This week, I finally started enjoying the massive array of titles on Rare Replay for the Xbox One and conquering The Wonderful 101 on the Wii U. I also revisited Katamari Damacy on the PS2, for old times’ sake.
Let’s take a closer look at the action from each of these titles!
This is one hell of a compilation.
For most of you, this statement is probably old news—really old news, actually. But for me, Rare Replay is a completely fresh experience. The all-encompassing collection has been sitting in my backlog for quite a while, and the biggest reason that I waited so long to enjoy it was time. Honestly, with so many high-quality games in one package, I knew that the title would occupy my attention for a massive amount of time, and I accordingly wouldn’t be able to make my way through several other titles during this period.
Was this concern a little bit illogical and misplaced? Perhaps. But that doesn’t mean that there wasn’t some truth to it.
My schedule fears were confirmed the second I booted the disc up.
The first game that I played was Battletoads, of course. I still remember enjoying the NES classic as a kid, and the title is just as fun—and challenging, despite my increase in both age and gaming experience—as it was years ago. I’m still getting the hang of the action, but unlike my childhood years, I’m working to actually beat the game this time around—without the help of that ultra-convenient “rewind” function in this updated version!
I don’t know what else there is to say; Battletoads is a quarter of a century old, but even today, it’s an incredible title; the test of time is often the most difficult of all, but Battletoads passed with flying colors. I’ll be playing it for what feels like twenty minutes, but is actually a few hours, without even knowing until I look at the clock!

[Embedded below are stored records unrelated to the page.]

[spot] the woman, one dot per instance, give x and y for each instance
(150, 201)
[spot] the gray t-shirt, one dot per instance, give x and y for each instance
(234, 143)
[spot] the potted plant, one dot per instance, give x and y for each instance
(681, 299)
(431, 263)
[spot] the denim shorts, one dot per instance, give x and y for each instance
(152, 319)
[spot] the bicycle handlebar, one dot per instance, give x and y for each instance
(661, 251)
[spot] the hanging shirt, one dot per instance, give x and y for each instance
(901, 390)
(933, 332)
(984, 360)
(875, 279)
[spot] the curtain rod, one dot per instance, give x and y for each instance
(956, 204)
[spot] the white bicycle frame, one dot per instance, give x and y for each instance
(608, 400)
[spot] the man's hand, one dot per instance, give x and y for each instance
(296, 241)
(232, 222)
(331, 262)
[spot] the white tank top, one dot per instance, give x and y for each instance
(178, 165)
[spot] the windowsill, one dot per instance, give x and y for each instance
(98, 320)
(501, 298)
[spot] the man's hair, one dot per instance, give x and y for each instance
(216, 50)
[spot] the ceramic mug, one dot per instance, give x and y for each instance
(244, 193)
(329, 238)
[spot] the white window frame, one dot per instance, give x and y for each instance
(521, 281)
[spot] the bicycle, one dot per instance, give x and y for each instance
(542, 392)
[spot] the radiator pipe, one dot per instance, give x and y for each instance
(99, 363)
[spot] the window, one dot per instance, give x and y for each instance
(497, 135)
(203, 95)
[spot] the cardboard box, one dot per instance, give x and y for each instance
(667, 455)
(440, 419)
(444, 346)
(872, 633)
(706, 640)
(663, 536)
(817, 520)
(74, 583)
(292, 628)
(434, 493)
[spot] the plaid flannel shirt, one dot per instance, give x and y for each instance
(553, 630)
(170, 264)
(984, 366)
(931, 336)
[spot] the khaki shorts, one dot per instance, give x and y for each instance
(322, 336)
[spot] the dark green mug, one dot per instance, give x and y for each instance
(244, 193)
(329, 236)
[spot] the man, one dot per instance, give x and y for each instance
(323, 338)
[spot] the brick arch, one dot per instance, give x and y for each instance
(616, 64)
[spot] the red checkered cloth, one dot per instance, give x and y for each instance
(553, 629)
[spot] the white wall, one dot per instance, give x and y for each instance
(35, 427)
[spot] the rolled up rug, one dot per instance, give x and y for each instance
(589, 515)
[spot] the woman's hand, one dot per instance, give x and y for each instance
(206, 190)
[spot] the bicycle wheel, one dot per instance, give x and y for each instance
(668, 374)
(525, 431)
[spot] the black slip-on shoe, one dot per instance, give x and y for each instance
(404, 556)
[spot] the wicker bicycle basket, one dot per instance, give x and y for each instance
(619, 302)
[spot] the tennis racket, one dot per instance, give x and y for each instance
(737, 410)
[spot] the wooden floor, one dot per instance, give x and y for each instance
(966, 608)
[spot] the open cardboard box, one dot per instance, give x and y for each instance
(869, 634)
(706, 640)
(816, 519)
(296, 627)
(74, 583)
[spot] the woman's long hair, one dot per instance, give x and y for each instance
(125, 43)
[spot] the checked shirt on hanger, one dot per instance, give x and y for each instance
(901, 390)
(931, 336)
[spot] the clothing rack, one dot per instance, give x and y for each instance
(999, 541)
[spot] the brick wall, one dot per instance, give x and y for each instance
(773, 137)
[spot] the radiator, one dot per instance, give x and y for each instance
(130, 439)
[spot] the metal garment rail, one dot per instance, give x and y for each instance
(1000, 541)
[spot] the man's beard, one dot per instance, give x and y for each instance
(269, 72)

The same can be said for Cobra Triangle, which I also enjoyed in my youth on the NES. The difficult title is even older than Battletoads, and has still held up well over time. Also like Battletoads, Cobra Triangle has the ability to turn expected hour-long gaming sessions into multi-hour excursions. Perhaps most notably of all, throwing controllers in frustration is no longer an option after I’m soundly defeated by the game’s challenges. Xbox One controllers are much more expensive than NES controllers, and bouts of anger are appreciated by others much more when one is six years old, as opposed to a grown man.
Dually noted Rare Replay. Also noted is the fact that, as I said, this game is a devourer of time—I’ve only played 1/15th of the games in the collection! But when they’re this fun, I suppose it’s a good problem to have.
I was impressed with The Wonderful 101 initially, and still am.
I’d heard mixed things about the Wii U-exclusive prior to playing, and I have to say that my opinion of the title rests squarely in the positive corner. The game is innovative, interesting, challenging (but not frustrating), and works surprisingly well with the gamepad. Although I’m only a couple of hours in, thanks to my interest (mild addiction) to Rare Replay, I have to say that I truly am having a great time.
I’m going to make it a point to finish the title before Uncharted 4 releases, and I should have more to say once I make a bit more progress.
I keep most of my old games—especially those that I really enjoyed, like Katamari Damacy—and with my PS2 accessible as well, I decided to give the old KD another quick spin.
The title has certainly held up over time.
For reference, I’ve played every single Katamari game in-between the original and Touch My Katamari, the latest sequel on the PS Vita. That’s right—We Love Katamari on the PS2, Beautiful Katamari on the 360, Me & My Katamari on the PSP, and Katamari Forever on the PS3 (I didn’t have the energy to download the mobile games). Talk about a dedicated fan!
I understand that there hasn’t been very much innovation through all of these installments, but the quality of the core concept has kept me coming back time and time again, with a couple of minor innovations each time out. I was reminded of the quality of this concept—and the charm of the series’ debut installment—with Katamari Damacy.
The game just feels right.
To those who haven’t played the original Katamari, that previous statement probably seems like a compliment that would be issued by a nostalgic stoner, which I can assure you that I’m not. But those who have played the original probably understand that the compliment is an accurate—albeit untypical—tribute to the culmination of the game’s ideas—its music, gameplay, characters, and design, mainly. All of these things come together and result in a final product that was unlike anything that had ever been played before—in a good way, no less. There’s just an indescribable charm to it all.
No installment has beaten the original Katamari yet, and chances are the next entry won’t do so either. But, the original has reminded me of why I continue to buy each sequel (once again barring the annoying phone “games”): capturing just a little bit of the imagination and charm of the first game makes for an incredible experience.
In the coming week, I’m going to try and finish The Wonderful 101, as well as a full, modern game on Rare Replay—probably Kameo, which I never got around to playing on the 360, for whatever reason (I know, I know).
Uncharted 4 is almost here, and I can’t remember the last time that I was this excited for a new release (alright, Fallout 4 and GTA V come to mind, but that’s beside the point). This game is going to be awesome!